Леонид Платов - Архипелаг Исчезающих Островов
В этом году мы подошли к кромке льдов на три дня раньше, чем в прошлом году. О том, что кромка близко, узнали еще накануне. Нас оповестил об этом Степан Иванович,
– Калянусы на ушко шепнули? – спросил Сабиров усмехаясь.
Мы с удивлением смотрели на Степана Ивановича. Не было никаких признаков льда впереди. Небо над горизонтом было типично “водяное”, темно-серое.
– Калянусы промолчали, – в тон Сабирову ответил гидробиолог. – Разговорчивым оказался фитопланктон…
Утром Степан Иванович заметил, что количество фитопланктона в море резко увеличилось. А еще плавая на “Сибирякове”, он установил закономерность: чем ближе к кромке льда, тем больше встречается мельчайших, взвешенных в воде живых организмов.
– Пловучие льды увидим завтра или послезавтра, – уверенно повторил Степан Иванович. – “Разговорчивый” планктон не подведет.

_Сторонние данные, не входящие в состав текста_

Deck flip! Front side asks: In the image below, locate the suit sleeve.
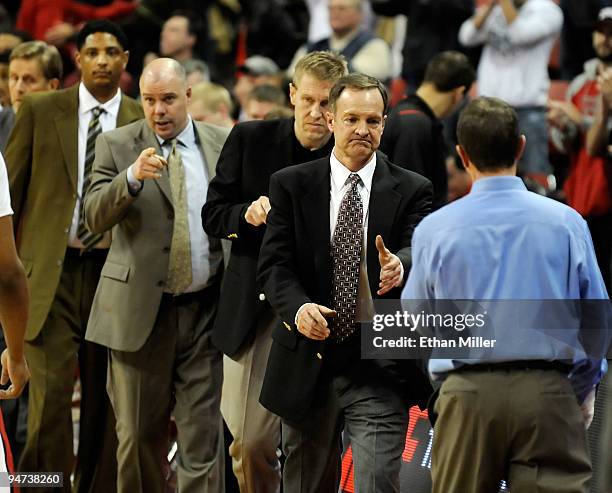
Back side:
[84,134,136,233]
[258,175,311,320]
[202,125,264,241]
[396,180,433,276]
[4,98,34,231]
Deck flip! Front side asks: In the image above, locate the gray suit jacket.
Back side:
[85,120,229,351]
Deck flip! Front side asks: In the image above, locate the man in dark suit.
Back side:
[259,74,432,493]
[202,52,347,493]
[5,21,142,492]
[85,58,228,493]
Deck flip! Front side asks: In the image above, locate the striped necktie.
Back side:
[77,106,104,250]
[164,139,193,294]
[330,173,363,341]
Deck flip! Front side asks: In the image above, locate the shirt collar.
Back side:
[470,176,527,193]
[329,147,376,192]
[79,82,121,118]
[155,115,196,147]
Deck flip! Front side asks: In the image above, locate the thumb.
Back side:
[376,235,391,257]
[318,305,338,318]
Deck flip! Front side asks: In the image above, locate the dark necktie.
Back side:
[330,173,363,341]
[77,106,104,250]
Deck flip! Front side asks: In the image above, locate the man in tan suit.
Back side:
[5,21,142,493]
[85,58,228,493]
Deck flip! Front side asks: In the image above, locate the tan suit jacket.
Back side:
[85,120,229,351]
[5,84,142,341]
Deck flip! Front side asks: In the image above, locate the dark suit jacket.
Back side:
[380,94,448,210]
[202,118,333,356]
[4,84,142,341]
[259,153,432,421]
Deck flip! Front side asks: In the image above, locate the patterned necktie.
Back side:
[77,106,104,250]
[330,173,363,341]
[166,139,193,294]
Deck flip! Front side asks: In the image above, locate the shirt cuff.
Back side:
[126,164,144,195]
[294,302,310,327]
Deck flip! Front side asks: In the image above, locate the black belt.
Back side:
[452,359,573,375]
[65,247,108,261]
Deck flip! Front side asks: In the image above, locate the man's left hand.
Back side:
[376,235,403,296]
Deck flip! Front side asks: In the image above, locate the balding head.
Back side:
[140,58,191,139]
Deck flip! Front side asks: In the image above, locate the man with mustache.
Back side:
[258,74,433,493]
[459,0,563,177]
[202,52,347,493]
[5,21,142,492]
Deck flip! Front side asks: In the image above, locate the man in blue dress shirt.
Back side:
[402,98,609,493]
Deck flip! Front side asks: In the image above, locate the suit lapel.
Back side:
[300,158,331,299]
[117,93,141,128]
[366,152,402,298]
[54,84,79,192]
[134,125,172,206]
[267,118,295,175]
[193,122,221,182]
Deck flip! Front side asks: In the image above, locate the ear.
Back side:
[325,111,336,133]
[514,135,527,163]
[455,144,471,171]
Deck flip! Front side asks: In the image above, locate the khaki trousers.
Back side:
[107,287,225,493]
[221,309,281,493]
[432,370,591,493]
[19,250,117,493]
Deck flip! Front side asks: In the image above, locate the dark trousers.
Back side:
[279,354,408,493]
[19,249,117,493]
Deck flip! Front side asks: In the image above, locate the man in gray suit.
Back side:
[85,58,227,493]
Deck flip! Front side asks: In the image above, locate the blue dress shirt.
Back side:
[402,176,608,402]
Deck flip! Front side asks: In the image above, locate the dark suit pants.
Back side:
[19,249,117,493]
[432,369,591,493]
[279,355,408,493]
[108,287,225,493]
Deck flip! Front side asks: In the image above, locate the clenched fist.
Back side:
[244,195,270,226]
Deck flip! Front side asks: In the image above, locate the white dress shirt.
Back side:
[68,82,121,248]
[138,117,210,293]
[0,154,13,217]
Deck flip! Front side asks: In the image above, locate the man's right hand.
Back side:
[0,349,30,399]
[244,195,270,226]
[297,303,337,341]
[132,147,168,181]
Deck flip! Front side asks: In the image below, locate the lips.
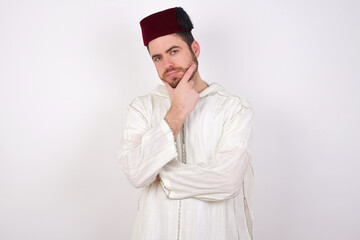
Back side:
[166,70,179,77]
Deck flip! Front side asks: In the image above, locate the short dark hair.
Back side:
[177,31,195,50]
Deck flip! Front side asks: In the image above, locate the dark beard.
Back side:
[160,52,199,88]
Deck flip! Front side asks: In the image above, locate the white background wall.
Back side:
[0,0,360,240]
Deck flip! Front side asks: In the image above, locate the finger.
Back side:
[161,80,174,95]
[189,80,194,87]
[179,64,196,84]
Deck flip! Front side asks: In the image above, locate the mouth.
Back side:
[166,70,179,78]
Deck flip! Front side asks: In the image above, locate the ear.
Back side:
[191,40,200,58]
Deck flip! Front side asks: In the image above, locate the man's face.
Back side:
[148,34,198,88]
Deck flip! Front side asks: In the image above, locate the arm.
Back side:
[119,99,177,188]
[160,101,252,201]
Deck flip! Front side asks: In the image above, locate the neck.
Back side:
[193,71,209,93]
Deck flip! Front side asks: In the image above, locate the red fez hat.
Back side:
[140,7,193,46]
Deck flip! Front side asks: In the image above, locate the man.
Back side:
[119,8,253,240]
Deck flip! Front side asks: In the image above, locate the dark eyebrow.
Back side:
[151,46,181,59]
[165,46,181,53]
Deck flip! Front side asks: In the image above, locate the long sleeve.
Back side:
[160,99,253,201]
[119,98,177,188]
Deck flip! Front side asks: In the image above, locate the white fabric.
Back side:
[119,83,253,240]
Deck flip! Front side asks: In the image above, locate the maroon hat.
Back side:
[140,7,193,46]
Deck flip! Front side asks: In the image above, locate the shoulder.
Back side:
[209,83,251,111]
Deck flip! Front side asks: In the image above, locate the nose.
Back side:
[163,56,174,69]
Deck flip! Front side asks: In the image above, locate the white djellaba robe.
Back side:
[119,83,253,240]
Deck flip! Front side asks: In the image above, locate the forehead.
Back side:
[148,33,186,55]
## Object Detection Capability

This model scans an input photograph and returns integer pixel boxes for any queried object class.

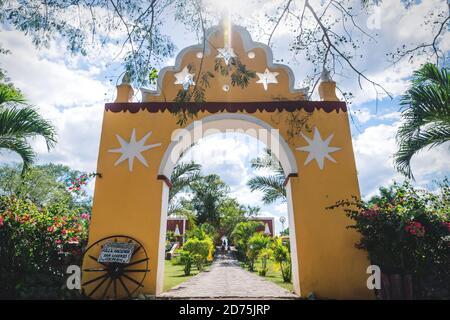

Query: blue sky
[0,0,450,235]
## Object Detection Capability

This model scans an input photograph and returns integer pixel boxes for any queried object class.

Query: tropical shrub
[0,196,90,298]
[183,238,214,271]
[271,238,292,282]
[178,250,194,276]
[246,232,270,271]
[330,180,450,296]
[258,248,273,277]
[231,221,262,261]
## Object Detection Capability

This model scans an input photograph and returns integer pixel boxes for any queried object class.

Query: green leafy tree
[247,148,286,204]
[168,162,201,216]
[191,174,229,228]
[258,248,273,277]
[0,78,56,172]
[271,238,292,282]
[394,63,450,178]
[0,164,91,211]
[231,221,263,261]
[169,161,201,201]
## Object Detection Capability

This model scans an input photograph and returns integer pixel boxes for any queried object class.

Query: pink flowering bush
[0,174,95,298]
[330,180,450,298]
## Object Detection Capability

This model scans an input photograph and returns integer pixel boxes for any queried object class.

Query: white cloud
[353,122,450,197]
[1,31,110,171]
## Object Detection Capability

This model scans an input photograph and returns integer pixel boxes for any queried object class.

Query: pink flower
[69,237,79,244]
[442,221,450,232]
[362,209,378,219]
[405,221,425,237]
[81,213,90,220]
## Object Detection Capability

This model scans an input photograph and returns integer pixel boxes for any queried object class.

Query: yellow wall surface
[83,23,373,299]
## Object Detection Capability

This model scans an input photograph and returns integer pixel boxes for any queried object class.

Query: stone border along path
[157,253,299,299]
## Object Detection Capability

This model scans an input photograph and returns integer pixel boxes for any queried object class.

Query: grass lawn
[164,260,206,291]
[255,261,294,292]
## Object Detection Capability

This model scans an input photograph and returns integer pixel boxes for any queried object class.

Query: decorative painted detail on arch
[108,129,161,172]
[296,127,341,170]
[105,102,347,113]
[141,25,308,102]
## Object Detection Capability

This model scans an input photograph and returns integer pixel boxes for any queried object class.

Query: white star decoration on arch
[216,46,236,65]
[174,66,195,90]
[256,68,278,91]
[296,127,341,170]
[108,129,161,172]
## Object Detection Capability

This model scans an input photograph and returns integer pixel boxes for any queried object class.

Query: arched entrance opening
[156,113,300,295]
[82,26,374,299]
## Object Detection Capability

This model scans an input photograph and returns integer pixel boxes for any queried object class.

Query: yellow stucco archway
[82,26,374,299]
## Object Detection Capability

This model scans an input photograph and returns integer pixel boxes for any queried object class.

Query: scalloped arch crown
[141,25,308,102]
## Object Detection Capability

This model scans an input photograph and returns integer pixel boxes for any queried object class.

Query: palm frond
[247,175,286,204]
[0,106,56,149]
[394,63,450,178]
[169,161,201,201]
[394,125,450,178]
[0,135,35,173]
[251,148,284,174]
[0,83,26,107]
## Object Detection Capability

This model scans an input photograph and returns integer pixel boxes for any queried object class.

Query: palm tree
[168,161,201,215]
[247,148,286,204]
[394,63,450,178]
[0,79,56,172]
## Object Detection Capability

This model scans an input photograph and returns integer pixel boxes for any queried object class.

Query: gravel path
[159,254,298,299]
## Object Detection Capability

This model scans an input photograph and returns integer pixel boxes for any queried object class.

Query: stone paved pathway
[159,254,298,299]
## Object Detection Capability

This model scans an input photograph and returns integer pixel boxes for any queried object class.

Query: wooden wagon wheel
[82,235,150,299]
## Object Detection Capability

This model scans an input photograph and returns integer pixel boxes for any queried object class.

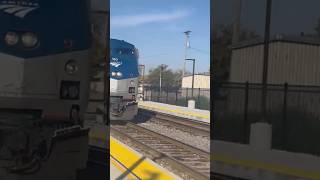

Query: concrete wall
[230,41,320,85]
[182,75,210,89]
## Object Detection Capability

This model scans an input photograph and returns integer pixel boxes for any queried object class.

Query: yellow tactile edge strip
[138,103,210,120]
[211,154,320,180]
[110,137,174,180]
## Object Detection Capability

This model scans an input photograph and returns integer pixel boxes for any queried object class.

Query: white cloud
[111,10,190,27]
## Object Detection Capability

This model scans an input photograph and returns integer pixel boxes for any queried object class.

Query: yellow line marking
[138,102,210,120]
[110,137,173,180]
[212,154,320,180]
[110,157,138,180]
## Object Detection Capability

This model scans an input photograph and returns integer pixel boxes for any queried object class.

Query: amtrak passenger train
[110,39,139,120]
[0,0,91,176]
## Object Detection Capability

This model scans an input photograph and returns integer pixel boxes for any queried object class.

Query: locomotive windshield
[116,48,135,55]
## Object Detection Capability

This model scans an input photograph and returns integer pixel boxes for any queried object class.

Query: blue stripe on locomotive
[110,39,139,80]
[0,0,91,58]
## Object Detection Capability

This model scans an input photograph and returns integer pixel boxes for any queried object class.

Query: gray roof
[231,35,320,49]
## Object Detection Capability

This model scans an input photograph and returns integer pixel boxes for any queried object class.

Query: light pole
[159,64,164,100]
[139,64,146,99]
[182,31,191,78]
[185,59,196,99]
[261,0,272,123]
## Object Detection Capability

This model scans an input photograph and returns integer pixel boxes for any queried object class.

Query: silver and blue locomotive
[0,0,91,176]
[110,39,139,120]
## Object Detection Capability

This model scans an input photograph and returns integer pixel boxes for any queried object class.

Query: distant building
[230,35,320,86]
[182,74,210,89]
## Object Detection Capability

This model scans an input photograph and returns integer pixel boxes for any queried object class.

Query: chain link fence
[143,87,210,110]
[213,82,320,155]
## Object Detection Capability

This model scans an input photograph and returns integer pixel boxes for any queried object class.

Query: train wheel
[70,106,83,127]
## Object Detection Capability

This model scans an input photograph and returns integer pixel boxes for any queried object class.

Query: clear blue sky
[110,0,210,72]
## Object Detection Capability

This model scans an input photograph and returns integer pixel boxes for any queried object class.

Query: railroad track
[110,121,210,180]
[211,172,248,180]
[88,145,109,167]
[138,109,210,138]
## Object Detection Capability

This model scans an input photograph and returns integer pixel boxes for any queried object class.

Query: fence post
[281,83,288,149]
[243,81,249,144]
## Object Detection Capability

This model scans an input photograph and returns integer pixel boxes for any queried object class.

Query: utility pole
[261,0,272,123]
[159,64,164,96]
[182,31,191,78]
[186,59,196,99]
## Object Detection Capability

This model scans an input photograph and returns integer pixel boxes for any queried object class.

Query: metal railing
[213,82,320,155]
[143,87,210,110]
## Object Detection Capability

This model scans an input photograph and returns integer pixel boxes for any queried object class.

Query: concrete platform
[110,136,181,180]
[138,101,210,123]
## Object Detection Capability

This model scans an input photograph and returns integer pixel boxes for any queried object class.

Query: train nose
[0,54,24,92]
[0,54,57,94]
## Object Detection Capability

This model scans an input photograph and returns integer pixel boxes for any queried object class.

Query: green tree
[145,64,182,87]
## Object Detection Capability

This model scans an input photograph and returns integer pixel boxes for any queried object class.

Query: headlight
[65,60,78,74]
[5,32,19,46]
[22,32,38,48]
[117,72,122,77]
[111,72,122,77]
[130,80,135,86]
[69,86,79,99]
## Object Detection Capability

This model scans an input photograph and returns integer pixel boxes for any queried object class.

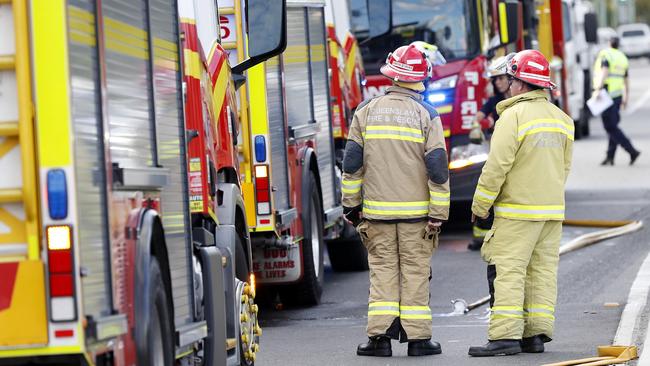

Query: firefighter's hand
[472,212,490,224]
[343,205,363,227]
[427,218,442,231]
[469,123,485,145]
[591,89,601,100]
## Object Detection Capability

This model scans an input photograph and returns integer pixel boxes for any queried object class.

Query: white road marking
[622,89,650,116]
[614,254,650,346]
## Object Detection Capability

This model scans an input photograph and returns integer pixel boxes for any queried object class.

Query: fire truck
[325,0,368,271]
[349,0,522,202]
[0,0,286,365]
[220,0,374,305]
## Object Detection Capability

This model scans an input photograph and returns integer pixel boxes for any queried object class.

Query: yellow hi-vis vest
[593,47,628,98]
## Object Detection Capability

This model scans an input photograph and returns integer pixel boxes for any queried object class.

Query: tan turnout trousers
[481,217,562,340]
[358,220,438,342]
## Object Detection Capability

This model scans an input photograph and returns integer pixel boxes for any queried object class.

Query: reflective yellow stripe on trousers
[368,301,399,316]
[494,203,564,220]
[490,306,524,319]
[399,306,432,320]
[363,200,429,216]
[524,304,555,319]
[341,179,363,194]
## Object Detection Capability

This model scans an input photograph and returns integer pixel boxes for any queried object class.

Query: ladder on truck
[0,0,47,348]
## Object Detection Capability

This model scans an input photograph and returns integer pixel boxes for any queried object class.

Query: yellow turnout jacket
[472,90,574,221]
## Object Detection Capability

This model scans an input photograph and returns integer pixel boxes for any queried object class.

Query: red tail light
[255,165,271,215]
[46,225,77,321]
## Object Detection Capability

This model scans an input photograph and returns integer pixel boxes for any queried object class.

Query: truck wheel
[327,223,368,272]
[285,173,325,305]
[138,257,174,366]
[235,280,262,366]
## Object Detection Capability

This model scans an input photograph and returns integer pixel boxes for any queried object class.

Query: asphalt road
[257,60,650,366]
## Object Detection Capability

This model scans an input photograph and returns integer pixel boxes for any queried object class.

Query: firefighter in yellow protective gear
[342,45,449,356]
[469,50,574,356]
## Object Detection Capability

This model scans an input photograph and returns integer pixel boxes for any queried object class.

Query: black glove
[343,205,363,227]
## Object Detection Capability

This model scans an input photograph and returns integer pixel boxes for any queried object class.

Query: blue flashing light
[255,135,266,163]
[427,93,447,104]
[47,169,68,220]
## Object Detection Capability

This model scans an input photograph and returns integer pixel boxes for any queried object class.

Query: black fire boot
[467,239,483,251]
[357,336,393,357]
[521,335,544,353]
[468,339,521,357]
[408,339,442,356]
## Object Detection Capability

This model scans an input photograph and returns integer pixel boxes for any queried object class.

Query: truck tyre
[138,257,174,366]
[285,173,325,306]
[327,223,368,272]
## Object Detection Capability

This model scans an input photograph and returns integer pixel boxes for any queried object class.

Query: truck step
[0,121,18,136]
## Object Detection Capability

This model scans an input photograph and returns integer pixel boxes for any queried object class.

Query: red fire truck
[220,0,378,304]
[0,0,286,365]
[318,0,368,271]
[349,0,521,201]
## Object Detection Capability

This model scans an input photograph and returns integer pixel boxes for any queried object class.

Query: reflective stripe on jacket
[593,47,629,98]
[472,90,574,221]
[342,86,450,220]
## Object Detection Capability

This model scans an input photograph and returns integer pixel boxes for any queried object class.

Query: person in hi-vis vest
[593,37,641,165]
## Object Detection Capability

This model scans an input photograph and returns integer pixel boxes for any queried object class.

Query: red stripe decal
[54,329,74,338]
[208,45,226,88]
[0,262,18,311]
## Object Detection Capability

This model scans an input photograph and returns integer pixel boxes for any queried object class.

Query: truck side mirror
[232,0,287,74]
[498,0,521,46]
[585,13,598,44]
[366,0,393,39]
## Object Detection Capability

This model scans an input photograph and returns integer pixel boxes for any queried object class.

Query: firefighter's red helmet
[506,50,555,89]
[380,44,431,83]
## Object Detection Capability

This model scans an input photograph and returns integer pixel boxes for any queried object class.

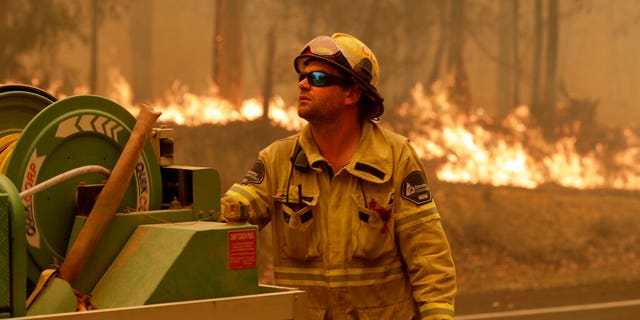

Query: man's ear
[344,86,362,105]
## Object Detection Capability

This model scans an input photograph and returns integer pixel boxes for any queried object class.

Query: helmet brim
[293,54,384,119]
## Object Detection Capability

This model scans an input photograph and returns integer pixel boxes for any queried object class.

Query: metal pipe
[20,165,111,199]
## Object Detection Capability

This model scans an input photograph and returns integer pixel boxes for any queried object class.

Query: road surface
[456,282,640,320]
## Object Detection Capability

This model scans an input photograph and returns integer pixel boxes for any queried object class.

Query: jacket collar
[291,121,393,183]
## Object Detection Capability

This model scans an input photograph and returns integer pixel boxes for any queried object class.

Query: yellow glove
[220,196,251,223]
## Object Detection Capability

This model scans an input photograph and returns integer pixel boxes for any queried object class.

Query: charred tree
[212,0,244,107]
[262,25,276,122]
[530,0,544,122]
[497,0,520,116]
[538,0,559,138]
[131,0,154,103]
[447,0,471,112]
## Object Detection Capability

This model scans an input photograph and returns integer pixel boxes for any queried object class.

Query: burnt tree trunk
[212,0,244,108]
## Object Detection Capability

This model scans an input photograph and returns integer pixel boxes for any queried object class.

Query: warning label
[228,230,257,270]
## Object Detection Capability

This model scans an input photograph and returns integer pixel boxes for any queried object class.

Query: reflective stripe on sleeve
[396,202,440,231]
[420,302,454,319]
[274,262,404,288]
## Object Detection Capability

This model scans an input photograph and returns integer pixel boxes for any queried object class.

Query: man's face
[298,60,346,123]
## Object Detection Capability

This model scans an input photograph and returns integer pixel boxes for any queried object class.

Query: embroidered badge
[368,198,391,233]
[402,171,432,205]
[240,159,264,185]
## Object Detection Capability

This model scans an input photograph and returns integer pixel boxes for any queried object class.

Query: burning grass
[175,122,640,293]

Степан Иванович не ошибся. Когда мы вошли во льды, Сабиров имел весьма сконфуженный вид, а парторг подшучивал над ним:
– Каково? Пошептался с планктоном – и вот пожалуйте, в предсказатели попал…
Почти ничего не изменилось на борту корабля с прошлого года. Можно было подумать, что мы впервые идем к “белому пятну” и мне и Андрею еще предстоит десант на вездеходе. Но на баке высилось сооружение, прикрытое брезентом. Оно очень напоминало торпедный аппарат. А в трюме были установлены в ряд и заботливо обложены соломой, чтобы предохранить от толчков, пятьдесят металлических, тускло поблескивающих баллонов.
Пятьдесят – это было не очень много. Но больше не успели изготовить. И так химики в Москве торопились изо всех сил и превзошли себя. Новый опреснитель, вызывавший выпадение солей из морской воды, был во много раз активнее азотнокислого серебра. С пловучими льдами мы, гидрографическая экспедиция, собирались побороться своими, чисто гидрографическими средствами.
Не изменился и научный состав экспедиции.
По-прежнему Степан Иванович, шевеля длинными усами, склонялся над своими калянусами. По-прежнему четыре раза в сутки проводил метеорологические наблюдения Васечка, как будто бы еще больше раздавшийся в плечах. По-прежнему подле пробирок с пробами хлопотали круглолицый улыбающийся Вяхирев и Союшкин, то и дело теряющий и подхватывающий на лету свое пенсне.
Я не собираюсь повторяться и давать подробное описание второго похода к “белому пятну”. Хочу рассказать лишь о двух эпизодах, где лучше всего, по-моему, проявился характер моего друга – его целеустремленность и выдержка, которых не хватило мне.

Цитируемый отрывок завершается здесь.